Vigo to Las Palmas 3

Comment on our trip from Vigo to Las Palmas

We started off taking 4 hour turns at the tiller, but at night, after a couple of nights, we discovered how hard that was. Sitting there in the dark, hanging onto the tiller and steering, watching the compass, time passes extremely slowly, it was cold as well. The only way I could get through it was by having one of the packets of sweets we had taken with us, (fruit gums or blackcurrant pastilles usually) rationing myself to one sweet every 15 minutes, so that the time passed in 15 minute blocks.

I would also sing every song that I knew, Beatle’s songs were my favourite, but once I had exhausted them and other popular songs (which was usually pretty quick as I could never remember all the words, just the chorus) I would then sing all the hymns I had learnt at school, as having repeated them so often, I knew the words better. I’m not sure how Sim managed to sleep through my tuneless singing! After a few days of this, we decided that it was too much and made the night watches only 2 hours long, you’d just drop off to sleep and it felt like you’d hardly had any, before it was your turn again.

Once again, we still couldn’t figure out what was wrong with our celestial navigation, we couldn’t be where some of our sights put us. We had almost reached the point where we would have to turn east and head for the coast of Africa rather than being carried beyond the Canaries with nothing between us and Antarctica except the Cape Verde Islands, when we woke up that morning and found the boat covered with red dust. Again, someone must have been watching over us. Luckily Sim is an eclectic collector of knowledge and knew about finding the null on the radio to help us steer to Las Palmas.

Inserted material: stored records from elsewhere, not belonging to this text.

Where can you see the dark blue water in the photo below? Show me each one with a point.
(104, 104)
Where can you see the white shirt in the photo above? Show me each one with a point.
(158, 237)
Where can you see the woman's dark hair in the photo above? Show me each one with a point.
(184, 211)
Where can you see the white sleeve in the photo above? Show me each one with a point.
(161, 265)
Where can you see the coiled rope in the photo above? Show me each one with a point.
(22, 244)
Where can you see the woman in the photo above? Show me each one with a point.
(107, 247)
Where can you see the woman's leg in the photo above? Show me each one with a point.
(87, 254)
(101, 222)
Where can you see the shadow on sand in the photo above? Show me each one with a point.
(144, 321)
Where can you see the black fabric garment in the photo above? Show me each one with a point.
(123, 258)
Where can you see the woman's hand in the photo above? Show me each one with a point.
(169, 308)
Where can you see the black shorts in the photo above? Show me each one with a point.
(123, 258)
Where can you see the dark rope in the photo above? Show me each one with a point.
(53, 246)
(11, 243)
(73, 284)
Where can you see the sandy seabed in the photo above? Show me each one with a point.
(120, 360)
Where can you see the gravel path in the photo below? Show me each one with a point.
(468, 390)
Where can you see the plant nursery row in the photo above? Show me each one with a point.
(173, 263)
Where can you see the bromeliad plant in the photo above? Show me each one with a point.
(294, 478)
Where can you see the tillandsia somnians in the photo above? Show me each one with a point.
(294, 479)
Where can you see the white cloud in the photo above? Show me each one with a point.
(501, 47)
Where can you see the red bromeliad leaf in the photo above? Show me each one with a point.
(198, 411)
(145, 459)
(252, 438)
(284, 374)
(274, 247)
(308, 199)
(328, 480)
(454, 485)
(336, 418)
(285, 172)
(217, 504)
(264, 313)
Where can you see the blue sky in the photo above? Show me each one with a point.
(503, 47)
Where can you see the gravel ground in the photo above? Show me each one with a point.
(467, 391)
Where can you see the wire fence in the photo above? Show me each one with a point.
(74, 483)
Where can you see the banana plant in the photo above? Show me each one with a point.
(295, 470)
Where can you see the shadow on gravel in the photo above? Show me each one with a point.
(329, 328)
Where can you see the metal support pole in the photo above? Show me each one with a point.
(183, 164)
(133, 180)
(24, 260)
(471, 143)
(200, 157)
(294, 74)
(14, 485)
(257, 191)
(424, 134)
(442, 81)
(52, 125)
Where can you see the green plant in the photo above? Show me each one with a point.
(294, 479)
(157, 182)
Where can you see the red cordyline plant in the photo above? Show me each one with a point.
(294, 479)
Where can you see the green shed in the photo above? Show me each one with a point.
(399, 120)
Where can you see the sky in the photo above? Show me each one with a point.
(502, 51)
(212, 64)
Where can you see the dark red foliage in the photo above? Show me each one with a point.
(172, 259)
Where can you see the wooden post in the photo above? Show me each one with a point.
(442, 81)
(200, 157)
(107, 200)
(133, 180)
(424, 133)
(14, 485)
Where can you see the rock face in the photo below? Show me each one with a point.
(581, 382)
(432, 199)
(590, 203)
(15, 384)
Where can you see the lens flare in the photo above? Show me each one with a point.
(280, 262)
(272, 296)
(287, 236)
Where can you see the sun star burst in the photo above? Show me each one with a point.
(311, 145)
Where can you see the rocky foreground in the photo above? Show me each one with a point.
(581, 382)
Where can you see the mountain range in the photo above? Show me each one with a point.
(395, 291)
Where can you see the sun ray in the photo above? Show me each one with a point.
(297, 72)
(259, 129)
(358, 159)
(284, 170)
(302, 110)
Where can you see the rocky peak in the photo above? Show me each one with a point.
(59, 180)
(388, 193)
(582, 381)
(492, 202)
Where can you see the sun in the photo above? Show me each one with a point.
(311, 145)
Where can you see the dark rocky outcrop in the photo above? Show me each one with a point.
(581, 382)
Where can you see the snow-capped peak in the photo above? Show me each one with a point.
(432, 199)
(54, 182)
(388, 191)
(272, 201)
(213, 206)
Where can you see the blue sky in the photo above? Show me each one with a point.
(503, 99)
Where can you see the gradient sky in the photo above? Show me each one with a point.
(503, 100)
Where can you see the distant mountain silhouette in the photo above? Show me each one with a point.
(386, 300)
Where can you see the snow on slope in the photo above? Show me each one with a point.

We did eventually work out what was wrong with the aid of a Swedish yachtsman we met in Las Palmas. He explained that we were reading the sextant wrongly and showed me how to do the calculations, which I took responsibility for the rest of our journey, as Sim’s calculations would never come out the same twice. After Las Palmas, we never had any problems with navigation as long as we could see the sky to take sights.